Tak hanya menyasar PNS, langkah pencegahan paham radikal juga akan diterapkan pada calon pegawai negeri sipil (CPNS). Dimana saat ini tengah dibuka proses rekrutmen.

"Rekrutmen CPNS, juga akan kami cek nasionalismenya bagaimana. Pasti ada wawancara, pertanyaan-pertanyaan terkait itu. Ini wajar, tidak ada yang aneh," lanjut Fachrul.

Lalu bagaimana respons DPR terkait rencana pembentukan Satgas Antiradikalisme ini?

Wakil Ketua Komisi VIII Ace Hasan Syadzily mengaku heran dengan langkah yang diambil Menag Fachrul. Sebab, yang dia tahu, tugas pokok dan fungsi (Tupoksi) Kemenag bukan itu.

"Tugas utamanya adalah menciptakan kerukunan umat beragama, menciptakan pendidikan keagamaan yang moderat. Saya sih agak heran kalau kemenag membuat satgas itu, karena satgas itu bukan tupoksinya dia," kata Ace, ketika berbincang tadi malam.

Lagi pula, lanjutnya, setiap aparatur sipil negara (ASN) atau PNS memang sejak awal sudah disumpah untuk taat kepada Pancasila dan UUD 1945. Mereka memang punya kewajiban untuk memiliki ketaatan dan loyalitas terhadap nilai2 kebanhsaan.

Sehingga, jika ada ASN yang melakukan tindakan yang mengarah pada upaya anti terhadap konstitusi, maka itu adalah pelanggaran disiplin ASN. Penegakan disiplin ASN, terang politisi Golkar itu ada di Kementerian PANRB.

"Saya kira dengan atau tanpa adanya Satgas, ya siapapun ASN yang melakukan tindakan tersebut punya kewajiban diberikan sanksi di institusi manapun," jelasnya.
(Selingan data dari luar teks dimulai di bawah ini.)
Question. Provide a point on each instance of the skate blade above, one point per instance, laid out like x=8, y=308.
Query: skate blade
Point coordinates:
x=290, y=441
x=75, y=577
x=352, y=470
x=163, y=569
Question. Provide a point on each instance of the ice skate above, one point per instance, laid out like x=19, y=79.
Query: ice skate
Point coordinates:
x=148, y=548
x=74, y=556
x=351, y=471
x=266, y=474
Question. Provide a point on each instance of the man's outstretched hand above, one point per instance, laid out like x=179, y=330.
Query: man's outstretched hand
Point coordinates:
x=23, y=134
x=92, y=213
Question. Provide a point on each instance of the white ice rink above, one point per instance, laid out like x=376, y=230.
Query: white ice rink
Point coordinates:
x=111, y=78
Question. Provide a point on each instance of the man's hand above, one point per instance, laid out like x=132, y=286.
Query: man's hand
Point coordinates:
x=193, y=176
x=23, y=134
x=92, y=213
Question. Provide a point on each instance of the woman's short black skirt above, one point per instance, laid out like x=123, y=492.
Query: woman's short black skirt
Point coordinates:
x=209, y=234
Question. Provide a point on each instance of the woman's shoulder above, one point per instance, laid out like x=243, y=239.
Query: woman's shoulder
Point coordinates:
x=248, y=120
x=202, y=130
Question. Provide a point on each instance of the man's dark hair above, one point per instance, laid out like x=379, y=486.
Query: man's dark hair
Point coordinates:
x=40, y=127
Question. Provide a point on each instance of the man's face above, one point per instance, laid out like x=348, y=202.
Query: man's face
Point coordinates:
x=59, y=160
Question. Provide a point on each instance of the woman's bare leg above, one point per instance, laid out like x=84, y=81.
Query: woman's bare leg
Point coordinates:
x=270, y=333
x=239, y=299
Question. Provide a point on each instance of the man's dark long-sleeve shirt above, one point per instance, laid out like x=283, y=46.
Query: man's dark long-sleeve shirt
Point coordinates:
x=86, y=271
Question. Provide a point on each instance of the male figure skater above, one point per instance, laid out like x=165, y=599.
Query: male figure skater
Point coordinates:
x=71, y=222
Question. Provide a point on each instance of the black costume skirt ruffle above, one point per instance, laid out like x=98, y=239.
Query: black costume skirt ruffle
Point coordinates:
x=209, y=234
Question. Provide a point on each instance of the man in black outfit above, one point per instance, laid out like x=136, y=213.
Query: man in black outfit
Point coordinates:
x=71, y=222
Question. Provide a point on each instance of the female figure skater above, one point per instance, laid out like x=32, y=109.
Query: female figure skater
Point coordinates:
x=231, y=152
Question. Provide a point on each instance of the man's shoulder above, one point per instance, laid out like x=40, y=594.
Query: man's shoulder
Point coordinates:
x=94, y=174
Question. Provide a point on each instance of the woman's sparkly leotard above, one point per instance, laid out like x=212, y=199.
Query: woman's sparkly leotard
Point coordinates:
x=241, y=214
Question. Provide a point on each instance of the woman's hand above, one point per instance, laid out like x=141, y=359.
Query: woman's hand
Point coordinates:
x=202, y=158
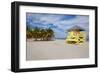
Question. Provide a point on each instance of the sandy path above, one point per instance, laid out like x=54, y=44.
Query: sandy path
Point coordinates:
x=58, y=49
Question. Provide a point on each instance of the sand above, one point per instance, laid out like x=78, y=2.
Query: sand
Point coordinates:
x=58, y=49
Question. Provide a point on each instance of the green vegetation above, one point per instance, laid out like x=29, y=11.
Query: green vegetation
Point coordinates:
x=40, y=34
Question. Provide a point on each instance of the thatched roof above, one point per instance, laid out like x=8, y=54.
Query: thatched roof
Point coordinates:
x=76, y=28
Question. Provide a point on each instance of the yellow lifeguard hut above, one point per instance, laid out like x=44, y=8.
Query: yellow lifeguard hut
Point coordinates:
x=76, y=35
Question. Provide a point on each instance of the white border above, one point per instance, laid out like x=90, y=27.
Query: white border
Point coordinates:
x=51, y=63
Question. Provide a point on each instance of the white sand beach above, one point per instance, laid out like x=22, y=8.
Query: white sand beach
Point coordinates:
x=58, y=49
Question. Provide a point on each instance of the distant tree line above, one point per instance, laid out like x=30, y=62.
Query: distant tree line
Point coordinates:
x=40, y=34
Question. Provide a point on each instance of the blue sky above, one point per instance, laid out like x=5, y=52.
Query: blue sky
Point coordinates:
x=59, y=23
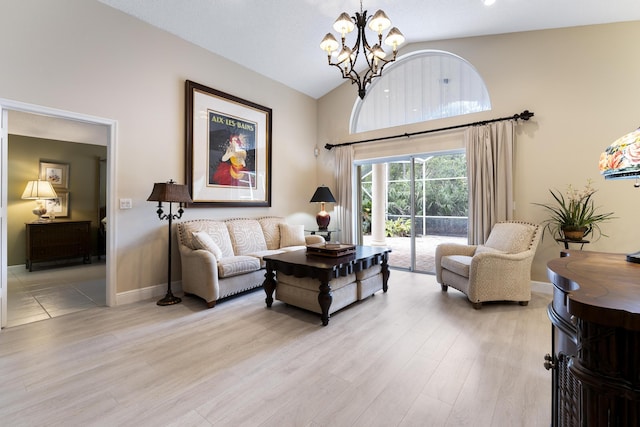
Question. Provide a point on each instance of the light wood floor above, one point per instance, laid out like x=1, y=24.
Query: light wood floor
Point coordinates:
x=411, y=357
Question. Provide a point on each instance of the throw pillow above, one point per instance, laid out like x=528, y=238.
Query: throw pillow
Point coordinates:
x=291, y=235
x=202, y=240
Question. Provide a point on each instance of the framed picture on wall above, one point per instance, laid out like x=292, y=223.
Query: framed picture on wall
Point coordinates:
x=56, y=173
x=228, y=153
x=59, y=206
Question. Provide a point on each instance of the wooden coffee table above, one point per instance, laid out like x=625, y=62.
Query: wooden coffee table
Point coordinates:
x=324, y=269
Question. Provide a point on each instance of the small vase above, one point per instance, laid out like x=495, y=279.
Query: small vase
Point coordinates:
x=576, y=234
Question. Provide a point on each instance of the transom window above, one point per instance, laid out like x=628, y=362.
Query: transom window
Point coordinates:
x=418, y=87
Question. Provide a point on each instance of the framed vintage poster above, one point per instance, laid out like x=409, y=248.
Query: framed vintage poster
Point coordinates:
x=56, y=173
x=58, y=207
x=228, y=149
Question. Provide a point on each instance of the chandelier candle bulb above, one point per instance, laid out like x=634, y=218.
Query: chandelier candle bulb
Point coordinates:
x=375, y=57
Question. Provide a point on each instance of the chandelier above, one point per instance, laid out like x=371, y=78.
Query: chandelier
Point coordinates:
x=375, y=56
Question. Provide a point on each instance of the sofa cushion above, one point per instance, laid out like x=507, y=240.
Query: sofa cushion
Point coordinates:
x=217, y=230
x=201, y=240
x=234, y=265
x=458, y=264
x=482, y=249
x=291, y=235
x=511, y=237
x=246, y=236
x=271, y=230
x=261, y=254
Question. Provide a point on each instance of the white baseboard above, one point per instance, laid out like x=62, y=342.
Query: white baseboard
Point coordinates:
x=150, y=292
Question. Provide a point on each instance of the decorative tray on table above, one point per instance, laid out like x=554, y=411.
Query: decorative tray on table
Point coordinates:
x=331, y=249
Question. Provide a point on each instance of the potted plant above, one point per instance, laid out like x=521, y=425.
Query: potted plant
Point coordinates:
x=574, y=215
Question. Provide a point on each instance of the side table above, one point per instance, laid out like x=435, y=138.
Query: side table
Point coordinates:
x=567, y=241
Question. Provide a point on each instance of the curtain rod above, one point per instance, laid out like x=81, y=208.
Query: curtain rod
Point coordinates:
x=525, y=115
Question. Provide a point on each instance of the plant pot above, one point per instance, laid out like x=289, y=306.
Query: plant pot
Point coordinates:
x=576, y=234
Pengamat politik Hendri Satrio juga mengaku heran, kenapa urusan radikalisme yang seringkali menjadi bahan pembicaraan Menag. "Kan sudah ada BPIP," kata Hensat, sapaan akrabnya.

Selain itu, ia juga menilai gaya komunikasi Menag yang masih kurang pas. Programnya, nilai Hensat juga mirip pembinaan Ospek mahasiswa baru. Enggak ada sejuk-sejuknya.

Padahal, lanjut dia Presiden Jokowi sudah berhasil melaksanakan rekonsiliasi kebangsaan. "Mestinya Menag bikin makin adem, jangan bikin program dan statement yang bikin rakyat tegang terus," tandasnya.